The wallet has seen its responsibilities slowly taken away. Debit cards have all but eliminated the need to carry cash. No one carries checks anymore. Receipts can be emailed. Photos and rewards cards have gone digital.
A lot of millennials and members of Gen Z no longer want to be paid in cash; they prefer payment services like Venmo, leavened by emojis, to pad their digital wallets. The future is not a hunk of cowhide in your back pocket. The future is smartphone apps, contactless cards and, ultimately perhaps, a machine that scans your brain for total frictionless life.
As if the physical wallet didn’t have enough problems, there’s now an accessory called the Wallet Slayer ($14.99): a sleeve that fits over your smartphone and holds three cards plus cash. As with phone cases before it, a luxury version cannot be far behind.
Might the wallet disappear altogether? Increasingly, businesses are no longer accepting cash. In China, big cities like Beijing and Hangzhou have already gone almost entirely cashless, requiring payment by mobile device, which has flummoxed tourists but also made wallets unnecessary.
Recently, Shinola has received requests from young urbanites to make a case to hold just one card — ID, said Mr. Caudill, the creative director. Everything else is arguably extraneous.
“It’s an aspirational dream for now,” said Mr. Capulong of Everyday Carry. “We’re not quite there yet.”
Many retailers in the United States aren’t yet set up to accept mobile payment methods, especially in areas outside big cities.
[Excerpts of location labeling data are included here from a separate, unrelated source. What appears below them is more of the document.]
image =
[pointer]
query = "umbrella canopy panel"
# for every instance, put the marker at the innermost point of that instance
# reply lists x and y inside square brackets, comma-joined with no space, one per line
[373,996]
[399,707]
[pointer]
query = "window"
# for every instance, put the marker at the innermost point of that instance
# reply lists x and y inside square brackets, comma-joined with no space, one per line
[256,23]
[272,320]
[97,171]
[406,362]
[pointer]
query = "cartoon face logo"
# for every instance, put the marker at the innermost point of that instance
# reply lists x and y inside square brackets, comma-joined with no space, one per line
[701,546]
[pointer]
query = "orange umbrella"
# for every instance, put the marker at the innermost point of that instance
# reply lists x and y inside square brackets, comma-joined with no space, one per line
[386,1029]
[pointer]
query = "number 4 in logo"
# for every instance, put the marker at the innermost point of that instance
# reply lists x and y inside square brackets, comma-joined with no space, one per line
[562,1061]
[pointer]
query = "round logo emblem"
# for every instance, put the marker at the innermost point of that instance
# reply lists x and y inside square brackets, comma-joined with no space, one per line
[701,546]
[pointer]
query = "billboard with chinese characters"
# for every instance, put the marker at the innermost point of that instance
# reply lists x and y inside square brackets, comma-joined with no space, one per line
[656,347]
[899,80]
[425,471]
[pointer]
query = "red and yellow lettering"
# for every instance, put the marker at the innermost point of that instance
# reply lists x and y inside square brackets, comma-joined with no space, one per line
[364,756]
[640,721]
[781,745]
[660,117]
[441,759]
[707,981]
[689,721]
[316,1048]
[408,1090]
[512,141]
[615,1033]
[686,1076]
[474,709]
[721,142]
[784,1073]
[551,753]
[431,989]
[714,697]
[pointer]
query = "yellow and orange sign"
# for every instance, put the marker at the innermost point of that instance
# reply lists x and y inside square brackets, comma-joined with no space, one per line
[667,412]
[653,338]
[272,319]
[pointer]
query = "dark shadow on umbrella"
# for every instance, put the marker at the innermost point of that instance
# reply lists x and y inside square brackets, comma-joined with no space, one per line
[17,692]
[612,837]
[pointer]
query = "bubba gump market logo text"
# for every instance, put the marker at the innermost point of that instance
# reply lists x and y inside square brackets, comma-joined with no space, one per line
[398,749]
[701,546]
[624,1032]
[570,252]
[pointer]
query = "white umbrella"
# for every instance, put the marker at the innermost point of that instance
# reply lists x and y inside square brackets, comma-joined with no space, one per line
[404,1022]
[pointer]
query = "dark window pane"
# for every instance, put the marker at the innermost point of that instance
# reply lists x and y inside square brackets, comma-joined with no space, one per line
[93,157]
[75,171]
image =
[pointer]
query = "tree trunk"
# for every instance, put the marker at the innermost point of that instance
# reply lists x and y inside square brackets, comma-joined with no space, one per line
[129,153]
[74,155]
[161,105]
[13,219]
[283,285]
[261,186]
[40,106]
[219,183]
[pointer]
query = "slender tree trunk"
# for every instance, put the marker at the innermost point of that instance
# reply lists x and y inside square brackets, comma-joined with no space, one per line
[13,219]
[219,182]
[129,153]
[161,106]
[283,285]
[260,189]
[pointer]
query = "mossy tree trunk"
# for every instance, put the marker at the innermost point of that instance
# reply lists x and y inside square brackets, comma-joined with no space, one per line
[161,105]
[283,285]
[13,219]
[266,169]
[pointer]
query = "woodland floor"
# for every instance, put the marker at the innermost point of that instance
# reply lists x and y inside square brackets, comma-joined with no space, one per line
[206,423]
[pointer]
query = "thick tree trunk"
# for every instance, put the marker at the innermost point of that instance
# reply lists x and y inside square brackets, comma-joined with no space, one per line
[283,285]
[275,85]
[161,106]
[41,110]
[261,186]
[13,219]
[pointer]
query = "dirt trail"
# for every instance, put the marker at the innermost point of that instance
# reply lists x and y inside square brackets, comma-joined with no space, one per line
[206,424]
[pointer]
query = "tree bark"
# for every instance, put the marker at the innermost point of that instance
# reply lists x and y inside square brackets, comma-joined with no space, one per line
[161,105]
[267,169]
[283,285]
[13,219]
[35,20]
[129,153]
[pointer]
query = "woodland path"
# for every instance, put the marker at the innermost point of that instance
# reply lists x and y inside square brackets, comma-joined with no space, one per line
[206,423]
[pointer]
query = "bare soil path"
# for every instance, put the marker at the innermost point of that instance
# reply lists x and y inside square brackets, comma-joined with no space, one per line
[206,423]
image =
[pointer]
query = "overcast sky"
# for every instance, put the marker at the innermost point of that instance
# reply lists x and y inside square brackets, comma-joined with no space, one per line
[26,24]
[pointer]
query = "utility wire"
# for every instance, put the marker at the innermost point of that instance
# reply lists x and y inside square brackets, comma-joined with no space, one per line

There are also security concerns about having everything on one device. And old habits have a way of hanging on.
“I have Apple Pay on my phone, but I use it shockingly little,” Mr. Grossman said.
He still carries the Bottega Veneta bi-fold wallet that he bought in college, though he has streamlined its contents.
Mr. Grossman pointed to the way watches have remained a steady, if somewhat marginalized, accessory in the digital era. While wallets aren’t luxury status symbols in the same way, he allowed, “You develop wear and tear that gives it character like clothing. It’s part of your journey. It’s a staple of the wardrobe.”
Mr. Bray of Billykirk, who has a vested interest in the wallet sticking around, also argued for its indispensability. He said, quaintly, “You need a place to put your stuff.”